We present a Programming by Demonstration (PbD) framework for generically extracting the relevant features of a given task and for addressing the problem of generalizing the acquired knowledge to different contexts. We validate the architecture through a series of experiments in which a human demonstrator teaches a humanoid robot some simple manipulatory tasks. A probability based estimation of the relevance is suggested, by first projecting the joint angles, hand paths, and object-hand trajectories onto a generic latent space using Principal Component Analysis (PCA). The resulting signals were then encoded using a mixture of Gaussian/Bernoulli distributions (GMM/BMM). This provides a measure of the spatio-temporal correlations across the different modalities collected from the robot which can be used to determine a metric of the imitation performance. The trajectories are then generalized using Gaussian Mixture Regression (GMR). Finally, we analytically compute the trajectory which optimizes the imitation metric and use this to generalize the skill to different contexts and to the robot's specific bodily constraints.

### Bibtex reference

@article{Calinon07,
author="S. Calinon and F. Guenter and A. Billard",
title="On Learning, Representing and Generalizing a Task in a Humanoid Robot",
journal="{IEEE} Transactions on Systems, Man and Cybernetics, Part {B}. {S}pecial issue
on robot learning by observation, demonstration and imitation",
year="2007",
volume="37",
number="2",
pages="286--298"
}

### Video

Learning of a chess move by observing multiple demonstrations starting from different initial positions on the chessboard. The robot is then able to generalize and reproduce the task in new situations (new initial position) that has not been observed during the demonstrations.

### Source codes

#### Usage

Unzip the file and run 'demo1', 'demo2' or 'demo3' in Matlab.

#### References

• Calinon, S., Guenter, F. and Billard, A. (2007) On Learning, Representing and Generalizing a Task in a Humanoid Robot. IEEE Transactions on Systems, Man and Cybernetics, Part B. 37:2, 286-298.

#### Demo 1 - Demonstration of the generalization process using Gaussian Mixture Regression (GMR)

The program loads a 3D dataset, trains a Gaussian Mixture Model (GMM), and retrieves a generalized version of the dataset with associated constraints through Gaussian Mixture Regression (GMR). Each datapoint has 3 dimensions, consisting of 1 temporal value and 2 spatial values (e.g., drawing on a 2D Cartesian plane). A sequence of temporal values is used as query points to retrieve a sequence of expected spatial distribution through Gaussian Mixture Regression (GMR).

#### Demo 2 - Demonstration of Gaussian Mixture Regression (GMR) using spatial components as query points of arbitrary dimensions

The programs loads a 4D dataset, trains a Gaussian Mixture Model (GMM), and uses query points of 2 dimensions to retrieve a generalized version of the data for the remaining 2 dimensions, with associated constraints, through Gaussian Mixture Regression (GMR).

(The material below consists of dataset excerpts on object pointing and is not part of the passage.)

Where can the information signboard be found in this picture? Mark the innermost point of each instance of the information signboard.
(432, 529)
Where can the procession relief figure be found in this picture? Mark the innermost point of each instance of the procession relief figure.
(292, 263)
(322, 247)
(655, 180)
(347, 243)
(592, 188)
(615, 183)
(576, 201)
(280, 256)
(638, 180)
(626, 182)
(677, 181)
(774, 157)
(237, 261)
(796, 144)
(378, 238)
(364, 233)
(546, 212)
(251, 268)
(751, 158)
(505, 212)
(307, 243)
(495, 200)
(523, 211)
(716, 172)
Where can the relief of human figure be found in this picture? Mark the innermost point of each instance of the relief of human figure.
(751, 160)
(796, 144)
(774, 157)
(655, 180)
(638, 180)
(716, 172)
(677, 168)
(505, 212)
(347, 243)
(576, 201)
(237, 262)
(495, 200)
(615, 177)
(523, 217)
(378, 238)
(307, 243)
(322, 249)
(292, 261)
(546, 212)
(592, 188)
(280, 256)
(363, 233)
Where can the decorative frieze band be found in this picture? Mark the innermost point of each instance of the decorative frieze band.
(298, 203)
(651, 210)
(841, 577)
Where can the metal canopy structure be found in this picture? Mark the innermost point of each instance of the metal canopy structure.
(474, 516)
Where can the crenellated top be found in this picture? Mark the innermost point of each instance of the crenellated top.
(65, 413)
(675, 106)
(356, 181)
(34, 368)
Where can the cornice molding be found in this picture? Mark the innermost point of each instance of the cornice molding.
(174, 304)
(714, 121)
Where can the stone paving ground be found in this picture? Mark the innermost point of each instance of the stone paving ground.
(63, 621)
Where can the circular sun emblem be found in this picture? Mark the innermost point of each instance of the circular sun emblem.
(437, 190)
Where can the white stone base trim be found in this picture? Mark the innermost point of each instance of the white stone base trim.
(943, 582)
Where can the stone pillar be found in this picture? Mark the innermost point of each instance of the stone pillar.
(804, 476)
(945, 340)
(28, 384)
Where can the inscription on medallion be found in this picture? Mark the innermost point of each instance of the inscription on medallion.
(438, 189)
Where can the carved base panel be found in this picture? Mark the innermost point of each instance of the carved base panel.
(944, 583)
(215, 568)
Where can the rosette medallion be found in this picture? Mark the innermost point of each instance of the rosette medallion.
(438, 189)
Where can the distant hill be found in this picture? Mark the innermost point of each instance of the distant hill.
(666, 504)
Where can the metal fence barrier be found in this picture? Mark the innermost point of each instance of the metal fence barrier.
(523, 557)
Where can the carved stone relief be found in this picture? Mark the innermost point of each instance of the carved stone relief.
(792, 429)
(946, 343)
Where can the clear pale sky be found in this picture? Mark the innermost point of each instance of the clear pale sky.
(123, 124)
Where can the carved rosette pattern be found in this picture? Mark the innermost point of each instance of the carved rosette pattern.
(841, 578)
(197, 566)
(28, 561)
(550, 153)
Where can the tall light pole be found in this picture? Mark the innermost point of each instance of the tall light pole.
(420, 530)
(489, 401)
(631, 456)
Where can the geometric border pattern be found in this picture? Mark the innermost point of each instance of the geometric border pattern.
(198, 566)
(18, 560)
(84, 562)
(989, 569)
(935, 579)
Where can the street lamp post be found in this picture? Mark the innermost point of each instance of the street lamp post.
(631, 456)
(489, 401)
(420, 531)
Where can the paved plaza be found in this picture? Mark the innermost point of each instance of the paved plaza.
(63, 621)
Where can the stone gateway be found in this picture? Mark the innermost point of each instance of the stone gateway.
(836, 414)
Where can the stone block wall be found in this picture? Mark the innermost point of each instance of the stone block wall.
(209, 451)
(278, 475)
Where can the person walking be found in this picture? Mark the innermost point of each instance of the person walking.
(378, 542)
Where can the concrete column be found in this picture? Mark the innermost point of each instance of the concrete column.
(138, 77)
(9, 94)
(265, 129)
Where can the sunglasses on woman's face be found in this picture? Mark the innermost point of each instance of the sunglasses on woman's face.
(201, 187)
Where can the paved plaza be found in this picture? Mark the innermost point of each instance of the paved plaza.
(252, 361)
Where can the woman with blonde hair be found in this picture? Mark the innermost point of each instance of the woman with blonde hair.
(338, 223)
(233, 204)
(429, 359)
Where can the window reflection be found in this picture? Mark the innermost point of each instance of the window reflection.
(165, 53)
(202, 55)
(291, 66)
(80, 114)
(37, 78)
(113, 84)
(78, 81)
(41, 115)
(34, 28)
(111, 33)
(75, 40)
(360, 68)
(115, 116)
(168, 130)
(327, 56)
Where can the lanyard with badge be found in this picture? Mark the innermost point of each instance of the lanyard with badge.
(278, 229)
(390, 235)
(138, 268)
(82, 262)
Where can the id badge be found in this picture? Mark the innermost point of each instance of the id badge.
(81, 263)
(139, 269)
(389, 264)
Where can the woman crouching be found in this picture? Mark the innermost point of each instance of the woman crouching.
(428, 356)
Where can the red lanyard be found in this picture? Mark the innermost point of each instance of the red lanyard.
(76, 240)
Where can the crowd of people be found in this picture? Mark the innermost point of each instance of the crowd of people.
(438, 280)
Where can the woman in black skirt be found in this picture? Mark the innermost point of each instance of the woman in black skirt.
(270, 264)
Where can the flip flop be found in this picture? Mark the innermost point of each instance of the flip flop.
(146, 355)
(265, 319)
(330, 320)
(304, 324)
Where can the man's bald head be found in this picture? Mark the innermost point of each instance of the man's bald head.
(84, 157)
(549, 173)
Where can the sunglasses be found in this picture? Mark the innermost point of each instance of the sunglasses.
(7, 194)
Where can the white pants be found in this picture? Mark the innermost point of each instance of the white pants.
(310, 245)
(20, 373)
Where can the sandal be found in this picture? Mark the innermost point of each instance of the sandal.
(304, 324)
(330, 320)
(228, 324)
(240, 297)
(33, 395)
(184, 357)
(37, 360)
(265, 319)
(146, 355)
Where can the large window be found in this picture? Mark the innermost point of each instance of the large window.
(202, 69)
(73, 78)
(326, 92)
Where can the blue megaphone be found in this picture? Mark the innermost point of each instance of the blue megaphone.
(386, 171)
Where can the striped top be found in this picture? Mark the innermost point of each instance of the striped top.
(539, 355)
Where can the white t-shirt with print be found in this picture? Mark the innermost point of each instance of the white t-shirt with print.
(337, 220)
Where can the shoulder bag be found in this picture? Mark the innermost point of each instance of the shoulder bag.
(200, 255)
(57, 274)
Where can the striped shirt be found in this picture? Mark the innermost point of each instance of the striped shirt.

Each datapoint has 4 dimensions, consisting of 2x2 spatial values (e.g., drawing on a 2D Cartesian plane simultaneously with right and left hand). A new sequence of 2D spatial values (data for left hand) is loaded and used as query points to retrieve a sequence of expected spatial distribution for the remaining dimensions (data for right hand), through Gaussian Mixture Regression (GMR).

#### Demo 3 - Demonstration of the smooth transitions properties of data retrieved by Gaussian Mixture Regression (GMR)

This program loads two 3D datasets, trains two separates Gaussian Mixture Model (GMM), and retrieves a generalized version of the two datasets concatenated in time, with associated constraints, through Gaussian Mixture Regression (GMR). Each datapoint has 3 dimensions, consisting of 1 temporal value and 2 spatial values (e.g., drawing on a 2D Cartesian plane). A sequence of temporal values is used as query points to retrieve a sequence of expected spatial distribution through Gaussian Mixture Regression (GMR). The position of the last datapoint in the first dataset is not consistent with the first datapoint of the second dataset. However, by encoding separately the two datasets in GMM and concatenating the components in a single model, a smooth signal with smooth transition between the two data is retrieved through regression.